Safety and health committee members are typically chosen by the following method:

  • Employer provides a notice to all staff asking for volunteers from each union group present in the workplace.
  • If the committee can accommodate more than one volunteer from a union group then all volunteers are accepted.
  • If the committee cannot accommodate all the volunteers from one union group, then union members are asked to vote which member they would like to sit on the committee. 
  • If no staff members volunteer, then the union is asked to appoint a committee member from their group of representatives.
  • Management representatives are appointed by the employer.

The employer must not influence the election of the worker members. Any disputes regarding the election process may be referred to a safety and health officer of the Workplace Safety and Health Division of the Dept. of Labour.

Selection of Co-chairs:

Each committee must have two co-chairpersons. The management co-chair is chosen by the employer members on the committee and the worker co-chair is chosen by the worker members.

Terms of Office:

Committee members are elected to two-year terms (or a length set out in the union constitution).  Members may continue to hold office until reappointed or re-elected, or until a replacement is appointed or elected.  If at any time a committee member needs to resign their position prior to the end of the two-year term, then the above procedure for choosing a committee member will apply.

How Often do Committees Have to Meet?

In order to carry out its duties, the legislation requires a committee to hold meetings at least once every three months. However given the ten month timeline in a school division, committee meetings should be held during the following months:

  • Meeting 1:  September, October
  • Meeting 2:  November, December, January (considers Winter Break)
  • Meeting 3:  February, March, April (considers Spring Break)
  • Meeting 4:  May, June

The first meeting must be within one month after the committee is established. Committee members must be given at least three days notice that a meeting will be taking place.

Committee co-chairs or worker representatives can call special meetings to deal with urgent matters.

Do all Committee Members Have to be Present for a Meeting?

No. If some members cannot attend a meeting, the meeting can still take place. However, in order
for the committee to make decisions so that any actions can move forward, there must be a quorum.
This means at least half of the worker members and half of the employer members must be present.
Members not able to attend the meeting can have someone attend in their place in order to meet the
quorum. A person replacing an employer member can be chosen by the employer. A person replacing a
worker member must be chosen by the other worker members on the committee.

Does the Workplace Have to be Inspected Prior to each Meeting?

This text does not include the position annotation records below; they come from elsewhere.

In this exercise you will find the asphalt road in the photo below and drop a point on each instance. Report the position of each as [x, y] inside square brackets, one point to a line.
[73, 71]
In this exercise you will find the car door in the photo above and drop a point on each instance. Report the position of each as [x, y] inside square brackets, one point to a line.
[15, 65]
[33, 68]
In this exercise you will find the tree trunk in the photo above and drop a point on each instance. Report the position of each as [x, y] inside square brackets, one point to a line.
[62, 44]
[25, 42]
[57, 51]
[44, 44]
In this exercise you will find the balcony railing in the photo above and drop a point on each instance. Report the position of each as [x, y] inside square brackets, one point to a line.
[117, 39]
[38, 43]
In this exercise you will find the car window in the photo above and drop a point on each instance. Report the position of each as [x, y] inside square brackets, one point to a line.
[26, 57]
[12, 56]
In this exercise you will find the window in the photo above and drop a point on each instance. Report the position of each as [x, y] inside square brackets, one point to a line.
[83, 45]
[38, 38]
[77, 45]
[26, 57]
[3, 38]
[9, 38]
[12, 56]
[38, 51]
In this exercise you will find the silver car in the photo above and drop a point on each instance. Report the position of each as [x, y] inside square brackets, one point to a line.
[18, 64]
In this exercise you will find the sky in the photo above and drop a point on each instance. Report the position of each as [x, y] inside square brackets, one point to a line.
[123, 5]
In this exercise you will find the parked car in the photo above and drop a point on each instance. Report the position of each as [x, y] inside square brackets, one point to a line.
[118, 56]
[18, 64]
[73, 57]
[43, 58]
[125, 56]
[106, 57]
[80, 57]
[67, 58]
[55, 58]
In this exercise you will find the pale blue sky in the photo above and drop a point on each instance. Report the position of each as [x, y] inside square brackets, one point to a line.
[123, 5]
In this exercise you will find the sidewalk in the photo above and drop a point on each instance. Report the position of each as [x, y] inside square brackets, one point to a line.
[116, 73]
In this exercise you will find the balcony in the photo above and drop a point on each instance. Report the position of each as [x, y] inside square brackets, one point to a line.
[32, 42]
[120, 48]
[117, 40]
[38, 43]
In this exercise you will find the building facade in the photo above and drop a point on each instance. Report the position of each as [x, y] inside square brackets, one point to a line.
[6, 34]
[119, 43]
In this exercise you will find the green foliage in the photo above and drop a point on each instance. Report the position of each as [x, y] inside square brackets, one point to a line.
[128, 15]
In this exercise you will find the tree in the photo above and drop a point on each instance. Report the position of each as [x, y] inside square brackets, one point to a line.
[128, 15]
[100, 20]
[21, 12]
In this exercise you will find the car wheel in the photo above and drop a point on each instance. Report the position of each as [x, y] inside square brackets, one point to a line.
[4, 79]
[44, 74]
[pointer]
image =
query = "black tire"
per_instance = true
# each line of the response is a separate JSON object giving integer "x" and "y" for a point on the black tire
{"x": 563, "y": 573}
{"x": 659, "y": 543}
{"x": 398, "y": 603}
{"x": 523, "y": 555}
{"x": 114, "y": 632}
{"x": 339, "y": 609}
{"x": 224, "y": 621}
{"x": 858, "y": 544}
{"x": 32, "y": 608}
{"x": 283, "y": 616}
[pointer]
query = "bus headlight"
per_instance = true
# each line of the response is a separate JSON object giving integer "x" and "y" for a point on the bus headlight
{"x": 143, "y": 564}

Inspecting the entire workplace at regular intervals is one of the key duties of the committee. For committee members, this means the entire workplace must be inspected, at least once every three months or four times a year. This is the minimum amount of of inspections that must occur during the year.  The size of the workplace, type of activities, number of workers, etc., would be some of the factors that would be taken into consideration by the employer and the representative when determining the frequency of inspections.  This means for higher risk areas, inspections may be required more frequently.  Committees should plan to inspect the workplace shortly before scheduled meetings.

An inspection is a planned walk-through of the workplace to identify safety or health hazards that may be present. An inspection may examine a selected work area or particular hazard, certain types of machinery, tools or equipment, or specific work practices.  Regular inspections have been shown to reduce injuries and illnesses and to improve the internal responsibility system. 

Note: The employer must provide all committee members time during their regular work hours to carry out their duties as a committee member.  This includes time for schedule inspections, investigations, training, committee meetings, etc.